A couple of weeks ago, I went to see a new Orthopedist for my fat foot. My left foot has been swollen since last October, with no apparent injury and only intermittent pain. I’ve had a few different diagnosis, ranging from stress-fracture to severe sprain. Tried wearing the boot of shame, acupuncture, physical therapy, heat, ice, you name it. Pretty sure this is just another fun benefit of MS. Random shit that doesn’t make any sense at all. I digress. This new doctor, likely younger than me, was from Alliance, did some of his internship in Chadron, we knew some of the same people. We talked about the meds I’m on. He said “I’m going to assume with your pale skin, red hair, freckles, green eyes and MS, you already are on a vitamin D supplement?”.
Oh, yes. Vitamin D, magnesium, calcium, B+ Complex (only when I’m feeling shitty), multi-vitamin. These supplements are in addition to the Copaxone, Synthroid, Fluticasone, Allegra, and Zoloft. I’m 36 years old and have not one, but two, day of the week pill holders. I also have my injection kit. I’m 36 going on 80.

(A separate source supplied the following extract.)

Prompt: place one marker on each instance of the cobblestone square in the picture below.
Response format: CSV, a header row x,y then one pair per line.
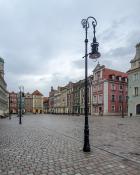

But, it seems to be working, all of this. Granted, it’s not all for my MS. The Fluticasone and Allegra are for my allergies, but when I’m talking allergy medicine, I feel like my MS symptoms subside a little too. The Synthroid is for my Hypothyroid, which I kind of put on the back burner with this new disease diagnosis. I had a blood draw two weeks ago and my levels were way off so I had to have my meds adjusted. I guess I need to remember to keep on top of the thyroid situation, in addition to my MS. Both conditions can cause cognitive impairment. Cog Fog, as those of us with MS like to call it. So, having to try to remember all of this is difficult. I survive on post-it notes and phone reminders. Again, 36 going on 80. The Cog Fog is really the only symptom I’m having right now though, and it’s not really that bad. Dealing with me is sort of like dealing with someone who is ADD. Squirrel!
In fact, I can’t even remember why I titled this post “Love and Other Drugs”. Obviously I had a direction planned and have been interrupted so many times while typing this, that I honestly can’t remember. This happens, I’m getting used to it. I should have written it down on a post-it note or something, but I can’t find my pen.